La storia di Carlo Giraldo – Carlo il nome, Giraldo il soprannome -, che partecipò al Giro d’Italia per scommessa, da isolato, grazie alla colletta dei compaesani, e che si ritirò proprio all’ultima tappa perché, convinto di avercela ormai fatta, la penultima sera con i sudati risparmi si era concesso una cena luculliana, con 20 uova, peperoni sottaceto, due bottiglie di Lambrusco e vari grappini, e poi era stato male.
La storia di Susanna, bionda e sana, con sei fratelli, professione carrettiera, e come i sei fratelli, anche loro carrettieri, beveva, fumava e andava in bicicletta, ma se bere e fumare era se non permesso almeno tollerato, andare in bicicletta no, non tanto per quello che si poteva vedere, ma per quello che non si poteva vedere: il pensiero che certe parti femminili appoggiassero e sfregassero sulla sella – per esempio – a chi la guardava toglieva il sonno.
La storia di Varisti, che sotto le fascine nella legnaia aveva nascosto ai tedeschi in ritirata durante la Seconda guerra mondiale non solo quattro o cinque salami dei più grossi, ma anche le sue due preziose biciclette, per paura che gliele requisissero, e anche per la soddisfazione di vederli camminare dopo che lui, catturato a Caporetto, fu costretto a fare più di 200 chilometri a piedi per essere rinchiuso in un campo di prigionia.

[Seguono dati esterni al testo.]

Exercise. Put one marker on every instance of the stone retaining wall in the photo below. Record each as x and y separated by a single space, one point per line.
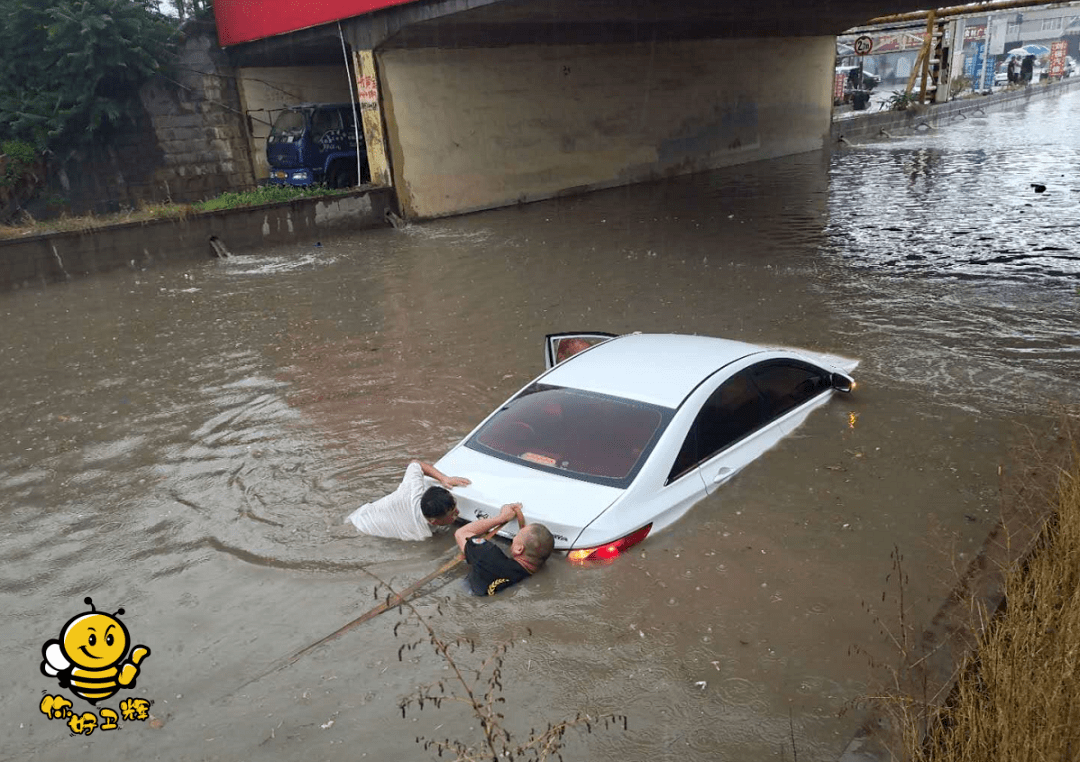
58 257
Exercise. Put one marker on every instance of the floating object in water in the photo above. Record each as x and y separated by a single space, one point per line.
217 248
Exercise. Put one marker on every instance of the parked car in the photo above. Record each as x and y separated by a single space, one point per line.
858 83
315 143
624 436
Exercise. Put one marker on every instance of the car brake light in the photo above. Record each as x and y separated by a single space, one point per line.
607 552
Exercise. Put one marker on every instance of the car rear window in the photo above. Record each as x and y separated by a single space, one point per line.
580 434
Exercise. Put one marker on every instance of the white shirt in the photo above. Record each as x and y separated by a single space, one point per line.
397 515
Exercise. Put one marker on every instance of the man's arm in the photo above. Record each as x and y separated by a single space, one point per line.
442 478
483 526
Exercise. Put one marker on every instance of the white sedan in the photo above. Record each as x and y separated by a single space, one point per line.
622 435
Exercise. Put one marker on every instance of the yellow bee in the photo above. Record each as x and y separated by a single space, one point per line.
89 657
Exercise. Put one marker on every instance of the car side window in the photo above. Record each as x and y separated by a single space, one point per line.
323 121
731 412
786 384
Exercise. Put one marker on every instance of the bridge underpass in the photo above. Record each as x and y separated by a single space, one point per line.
475 105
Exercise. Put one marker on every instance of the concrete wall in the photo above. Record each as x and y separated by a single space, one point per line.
472 128
199 123
59 257
265 91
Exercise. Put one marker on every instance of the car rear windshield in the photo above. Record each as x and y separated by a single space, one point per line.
579 434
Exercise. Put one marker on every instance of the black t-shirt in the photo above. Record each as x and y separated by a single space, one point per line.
490 570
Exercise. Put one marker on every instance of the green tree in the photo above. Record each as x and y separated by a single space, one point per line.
70 69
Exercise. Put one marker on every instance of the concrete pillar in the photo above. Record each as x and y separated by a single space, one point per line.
370 113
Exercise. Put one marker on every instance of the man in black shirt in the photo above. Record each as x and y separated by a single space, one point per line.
490 570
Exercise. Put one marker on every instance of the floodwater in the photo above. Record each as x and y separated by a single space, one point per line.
185 443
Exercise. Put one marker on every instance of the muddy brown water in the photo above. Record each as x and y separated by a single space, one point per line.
185 443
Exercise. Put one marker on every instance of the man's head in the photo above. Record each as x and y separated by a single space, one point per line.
532 544
439 506
568 348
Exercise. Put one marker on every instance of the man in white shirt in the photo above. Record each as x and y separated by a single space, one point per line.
409 512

“Tutte le bici che non ho più” (Scripta edizioni, 128 pagine, 10 euro) è l’affettuoso libriccino che Alfredo Nicoletti ha dedicato ad alcune delle storie narrate e tramandate nella sua bottega di ciclista aperta nel 1909 a Verona, nel rione popolare di Tomba, ribattezzato Borgo Roma, da tre generazioni: il nonno Ettore, il papà Silvano e poi lui, Alfredo. Perché ogni bici ha almeno una storia da raccontare: quella del loro proprietario, “centinaia di personaggi fuori dal comune, stravaganti, bizzarri, insoliti” e “le loro vicende sono state divertenti, commoventi, qualche volta tristi, ma valeva la pena di scriverle”, e adesso anche di leggerle.
Come il tandem di quei due gemelli, di cui uno non vedente. Come quella lucente di Amilcare, amico di Girardengo, che scommetteva e faceva scommettere sulle proprie sconfitte, finché, notato da due carabinieri in bici, per sfuggirgli si era tuffato nelle acque dell’Adige. Come quella fragilissima di Don Giacomo, vittima di un aiuto-meccanico comunista alla vecchia maniera, cioè ateo e anticlericale. Come quella mitica di Ercole Baldini, protagonista di un tema a metà fra un’agiografia e un articolo di Gianni Brera, che suscitò la curiosità della maestra che nulla sapeva di ciclismo e Giro d’Italia. Come quella di Amelio detto Cicio per via di una magrezza gandhiana, che conosceva a memoria tutti i nomi dei vincitori del Giro d’Italia, del Tour de France e del Campionato del mondo su strada, e che scoprì la sua salita sul Monte Grappa, la percorse una volta al giorno per quasi 20 anni e ogni volta, in cima, gli pareva di sentire la folla acclamarlo come se avesse staccato Ganna e Binda, Bartali e Coppi.
Fra una storia e l’altra, Nicoletti regala istruzioni per l’uso: come scegliere la bici ideale (“Cerchiamo di pensare alla bicicletta come a un oggetto che da quel momento in poi farà parte della nostra vita”), perché preferire l’acciaio al carbonio o all’alluminio (“Il più resistente, il più elastico, il più affidabile, il più bello”), quando pulire la bici (ma non con l’aceto). Sapete il metodo più sicuro per non farsi rubare la bici? “Tenerci il culo sopra”.